Tennessee: Shelby County Election Commission Admits Ballot Problems | Memphis Daily News

Challenges to the conduct of the Aug. 2 election may have reached a peak Tuesday, July 24. The Shelby County Election Commission admitted a “limited number” of voters in some precincts got early voting ballots that included the wrong district races. Their work on their voter database to include the new boundaries for state legislative and congressional districts approved in Nashville in February began just four days before the end of the early voting period in advance of the Aug. 2 election day. And sometime during the day Tuesday, City Attorney Herman Morris filed a lawsuit in Nashville Federal Court challenging state election officials on their decision not to honor photo library cards as a legal form of photo identification required by state law to vote. The lawsuit alleges violations of the U.S. Constitution including the equal protection clause.

Florida: State won’t release larger list of possible noncitizen voters | Tampa Bay Times

Gov. Rick Scott insists Florida’s voter rolls must be scrubbed carefully to remove any non-U.S. citizens, but his administration is keeping secret a list of more than 180,000 voters whose citizenship may be in question. Scott’s elections agency is refusing numerous requests from voter advocacy groups and news outlets to release the list, months after the state released an initial list targeting 2,625 potential noncitizens. Many people on the first list turned out to be citizens. The larger list has the potential to cause a bigger political controversy than the smaller one. “I want to be very careful,” said Scott’s chief elections official, Secretary of State Ken Detzner. “It’s individuals’ names on there, and I want to make sure that people are treated respectfully. I want to be abundantly cautious about that.”

Florida: 58 percent of voters targeted in Florida noncitizen hunt are Hispanic. Whites, GOP least likely to face purge | Miami Herald

Hispanic, Democratic and independent-minded voters are the most likely to be targeted in a state hunt to remove thousands of noncitizens from Florida’s voting rolls, a Miami Herald computer analysis of elections records has found. Whites and Republicans are disproportionately the least-likely to face the threat of removal, the analysis of a list of more than 2,600 potential noncitizens shows. The list was first compiled by the state and furnished to county election supervisors and then The Herald. The numbers change by the day. The state’s Division of Elections says it initially identified roughly 180,000 potential noncitizens by performing a search of a computer database that doesn’t have the most-updated information.
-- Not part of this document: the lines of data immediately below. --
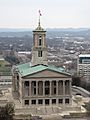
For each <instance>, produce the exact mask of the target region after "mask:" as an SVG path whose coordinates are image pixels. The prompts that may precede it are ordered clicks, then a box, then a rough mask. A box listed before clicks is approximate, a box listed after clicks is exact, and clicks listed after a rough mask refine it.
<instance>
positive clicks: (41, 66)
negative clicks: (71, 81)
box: [16, 63, 70, 77]
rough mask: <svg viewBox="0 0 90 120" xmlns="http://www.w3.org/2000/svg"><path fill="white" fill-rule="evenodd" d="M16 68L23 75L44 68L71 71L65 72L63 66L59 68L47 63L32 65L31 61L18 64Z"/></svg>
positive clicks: (35, 72) (29, 73)
mask: <svg viewBox="0 0 90 120" xmlns="http://www.w3.org/2000/svg"><path fill="white" fill-rule="evenodd" d="M16 68H17V70H18V71H19V73H20V74H21V76H22V77H24V76H27V75H31V74H34V73H37V72H40V71H43V70H51V71H54V72H58V73H62V74H66V75H70V74H69V73H67V72H65V70H64V69H63V68H57V67H54V66H46V65H36V66H30V63H25V64H21V65H18V66H17V67H16Z"/></svg>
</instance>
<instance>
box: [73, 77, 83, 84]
mask: <svg viewBox="0 0 90 120" xmlns="http://www.w3.org/2000/svg"><path fill="white" fill-rule="evenodd" d="M72 85H75V86H81V78H80V77H79V76H73V77H72Z"/></svg>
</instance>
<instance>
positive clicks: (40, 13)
mask: <svg viewBox="0 0 90 120" xmlns="http://www.w3.org/2000/svg"><path fill="white" fill-rule="evenodd" d="M40 16H41V11H40V10H39V26H40Z"/></svg>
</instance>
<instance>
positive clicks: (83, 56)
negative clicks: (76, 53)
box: [77, 54, 90, 77]
mask: <svg viewBox="0 0 90 120" xmlns="http://www.w3.org/2000/svg"><path fill="white" fill-rule="evenodd" d="M77 63H78V64H77V72H78V75H80V76H81V77H83V76H84V77H89V76H90V54H80V55H79V56H78V62H77Z"/></svg>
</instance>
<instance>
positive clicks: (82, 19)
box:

Texas: Attorney General accidentally released personal data in voter I.D. case | The Dallas Morning News

The state attorney general’s office accidently provided the Social Security numbers of Texas voters to opposing lawyers as part of a voter ID case, but none of the data leaked out, a top state attorney said Wednesday. The Social Security numbers were part of a database of 13.1 million Texas voters turned over to attorneys challenging a new law requiring voters to show state-issued photo identification. The list was supposed to include only the last four digits of the voters’ Social Security numbers, to allow groups to analyze whether the law would disproportionately keep minorities from voting. But when two groups opened encrypted discs supplied to them by the attorney general’s office, they discovered some entries included the full nine-digit number, said First Assistant Attorney General Daniel Hodge. The problem came about because the information was supplied by 254 county registrars using different forms over several decades and in some cases the full number was entered, he said.